Tartışmaya Sabah gazetesinin duayen yazarı Hıncal Uluç da katıldı.

Uluç "Sallayın bakalım" başlıklı yazısına "Bu defa da Gürkan Kubilay diye bir doktor sallamış.. Yüksel Aytuğ Kardeşim de, işi gücü kalmamış, sütununda yer vermiş ki, duymayan da duysun ve telaşlansın" diye başladı ve şöyle devam etti:

Bugünlerde çok ihtiyacımız var ya, telaşa, endişeye..

Çağla Şikel'in programında bu doktor "Kahve aslında bir zehirdir" demiş. Bilimsel(!) de bir izah yapmış..

Yüksel "Halt etmiş" dese mesele yok.. Öylece bırakmış..
Bu korona günlerinde bazı doktorlar, adlarını gazetelerde geçirmek için saçmalıyorlar ya..

Çocukken babaannem bana "Arap olursun" diye kahvenin cezvede kalan telvesini bile tattırmazdı.

Ama 20 yaşından sonra her fırsatta kahve içtim.. Her yemekten sonra, briç oynamak için gittiğimiz kahvede.

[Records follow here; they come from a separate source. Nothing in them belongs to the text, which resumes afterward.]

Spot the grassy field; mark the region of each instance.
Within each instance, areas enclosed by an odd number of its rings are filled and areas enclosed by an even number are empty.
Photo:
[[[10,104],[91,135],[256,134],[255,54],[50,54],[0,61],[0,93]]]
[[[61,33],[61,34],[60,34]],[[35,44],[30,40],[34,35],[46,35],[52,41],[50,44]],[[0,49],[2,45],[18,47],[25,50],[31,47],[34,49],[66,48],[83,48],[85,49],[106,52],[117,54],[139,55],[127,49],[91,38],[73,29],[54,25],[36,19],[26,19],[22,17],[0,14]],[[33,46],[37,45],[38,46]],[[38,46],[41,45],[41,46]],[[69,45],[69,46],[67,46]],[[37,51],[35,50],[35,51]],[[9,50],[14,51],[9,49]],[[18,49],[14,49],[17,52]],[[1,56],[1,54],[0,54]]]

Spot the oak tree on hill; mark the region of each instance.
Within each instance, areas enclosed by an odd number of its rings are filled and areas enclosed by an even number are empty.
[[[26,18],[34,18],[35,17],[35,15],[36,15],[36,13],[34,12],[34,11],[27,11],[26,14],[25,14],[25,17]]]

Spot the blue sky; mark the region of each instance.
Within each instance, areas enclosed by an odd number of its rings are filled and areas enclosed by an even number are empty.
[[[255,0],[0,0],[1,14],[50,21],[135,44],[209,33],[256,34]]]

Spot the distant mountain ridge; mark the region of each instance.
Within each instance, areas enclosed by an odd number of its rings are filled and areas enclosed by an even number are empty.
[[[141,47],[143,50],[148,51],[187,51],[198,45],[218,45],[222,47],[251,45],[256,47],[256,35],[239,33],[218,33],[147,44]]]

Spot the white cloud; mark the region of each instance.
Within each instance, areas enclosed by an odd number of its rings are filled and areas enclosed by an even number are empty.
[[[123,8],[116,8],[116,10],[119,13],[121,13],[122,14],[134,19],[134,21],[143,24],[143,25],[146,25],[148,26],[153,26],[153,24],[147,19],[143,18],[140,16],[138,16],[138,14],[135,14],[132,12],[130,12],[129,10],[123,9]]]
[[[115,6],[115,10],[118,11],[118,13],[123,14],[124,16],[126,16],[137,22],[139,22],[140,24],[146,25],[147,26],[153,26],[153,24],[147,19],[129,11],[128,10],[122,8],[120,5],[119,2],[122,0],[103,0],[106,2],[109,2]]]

Pastanelerde.. Günde 7-8 ortalama.."

81 yaşında olduğunu hatırlatan Uluç, şu ifadeleri kullandı:

"Her sabah kalkıp, yazımın başına oturmadan iki kahve içerim. Biri kahvaltıda sütlü neskafe. Öteki, sade Türk kahvesi..
Arkası gelecek.. Öğle yemeğinden sonra.. Öğleden sonra..
Akşam üstü yemekten önce..
Güneş battıktan sonra çay, kahve, kola içmem çünkü. Uykum kaçar.
Üniversite hayatım boyunca ders çalışarak sabahlamak için, gece boyu beş altı kahve içerdik. Ordan kalmış, kahvenin uyku kaçırdığı hissim..
Ama Mustafa Denizli Hocam tam tersidir.
Çeşme'de tatil yaptığımız günlerde, gece yarısından sonra yatmaya kahve içmeden gitmezdi. O da kahve içmezse uyuyamaz çünkü..
İşler düzelsin, bana bir kahveye gelin Gürkan Hocam da, anlatın, olur mu?."